Wheat bulls couldn’t sustain another Russia-driven surge. Last Friday’s big futures breakdown in response to news that Russian government action was limiting wheat exports seemingly marked an end to the recent rally. Bulls bought aggressively to start the week in reaction to talk that the Putin regime is considering export tariffs on wheat shipments. Ultimately, futures again failed in the face of supportive news, which might be the death knell for the bullish move. March CBOT wheat fell 6.5 cents to $6.2575/bushel at Monday’s close, while March KC wheat dove 8.25 cents to $6.5775/bushel and March MWE wheat lost 3.25 to $6.45.
Cattle futures set back from Monday’s early highs. Technical and pragmatic factors seemed to power big early gains in cattle futures, since the latest news, particularly last Friday’s Cattle on Feed report, was not very supportive. Futures set back from early highs, but bears could generate little follow-through to the downside. February live cattle ended Monday having risen 0.72 cents to 160.82 cents/pound, while April futures climbed 0.55 cents to 160.22. January feeder cattle futures improved 0.35 cents to 220.50 cents/pound and March feeders jumped 1.00 cent to 218.97.

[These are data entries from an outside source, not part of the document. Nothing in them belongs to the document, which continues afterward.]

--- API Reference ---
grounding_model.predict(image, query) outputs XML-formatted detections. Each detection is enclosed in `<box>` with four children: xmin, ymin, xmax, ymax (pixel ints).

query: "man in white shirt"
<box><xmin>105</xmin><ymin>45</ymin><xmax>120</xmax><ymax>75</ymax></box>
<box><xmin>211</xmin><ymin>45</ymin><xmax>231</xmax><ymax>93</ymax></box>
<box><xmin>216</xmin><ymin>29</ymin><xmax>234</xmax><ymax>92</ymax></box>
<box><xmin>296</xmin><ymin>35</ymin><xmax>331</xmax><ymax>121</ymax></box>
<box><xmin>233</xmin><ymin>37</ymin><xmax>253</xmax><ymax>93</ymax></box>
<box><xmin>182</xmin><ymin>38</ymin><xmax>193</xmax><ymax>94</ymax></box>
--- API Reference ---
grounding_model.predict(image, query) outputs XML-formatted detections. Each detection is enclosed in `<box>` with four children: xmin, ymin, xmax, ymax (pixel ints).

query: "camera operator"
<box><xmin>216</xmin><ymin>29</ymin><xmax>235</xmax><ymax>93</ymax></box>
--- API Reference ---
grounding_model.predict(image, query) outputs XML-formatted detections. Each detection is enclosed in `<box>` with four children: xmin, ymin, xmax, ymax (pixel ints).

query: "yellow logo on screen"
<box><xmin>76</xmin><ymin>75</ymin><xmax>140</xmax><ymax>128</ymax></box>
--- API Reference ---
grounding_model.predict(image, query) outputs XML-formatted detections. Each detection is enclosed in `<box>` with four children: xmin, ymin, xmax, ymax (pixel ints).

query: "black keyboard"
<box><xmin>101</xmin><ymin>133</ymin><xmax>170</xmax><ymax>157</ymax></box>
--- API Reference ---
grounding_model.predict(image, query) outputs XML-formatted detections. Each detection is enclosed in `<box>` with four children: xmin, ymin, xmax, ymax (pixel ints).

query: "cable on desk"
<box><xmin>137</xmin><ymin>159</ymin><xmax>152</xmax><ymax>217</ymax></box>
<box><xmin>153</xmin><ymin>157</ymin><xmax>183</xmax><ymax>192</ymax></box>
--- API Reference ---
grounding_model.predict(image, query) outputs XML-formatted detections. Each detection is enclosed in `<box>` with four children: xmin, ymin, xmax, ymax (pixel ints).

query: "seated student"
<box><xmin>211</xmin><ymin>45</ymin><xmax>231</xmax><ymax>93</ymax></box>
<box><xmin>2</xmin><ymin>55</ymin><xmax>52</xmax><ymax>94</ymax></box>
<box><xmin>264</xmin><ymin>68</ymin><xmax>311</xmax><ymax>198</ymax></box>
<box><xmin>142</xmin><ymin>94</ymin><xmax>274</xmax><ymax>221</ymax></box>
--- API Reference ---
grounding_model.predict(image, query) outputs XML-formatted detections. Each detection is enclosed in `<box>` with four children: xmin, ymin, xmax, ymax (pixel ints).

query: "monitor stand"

Seasonal weakness seemed to weigh on hogs once again. Although last Friday’s late spot quotes seemed supportive of CME swine futures, the Chicago market proved surprisingly weak in early trading. That probably reflected industry talk of cash weakness and likely ham losses now that grocers have completed their holiday buying. February hog futures plunged 1.65 cents to 80.25 cents/pound at their Monday settlement, while June hogs tumbled 1.35 cents to 89.07.
Cotton futures rallied to start the week. Ongoing equity market gains suggest the global economic outlook and apparel demand look favorable, which may bode well for cotton demand. Conversely, a private forecaster predicted a sizeable cut in U.S. acreage and, by default, U.S. production next year. Bulls pushed the market above major moving average resistance in early trading, with light volume likely exaggerating the follow-through. March cotton futures surged 1.15 cents to 62.04 cents/pound at ICE trading ended Monday, while the July contract lifted 0.96 to 63.10.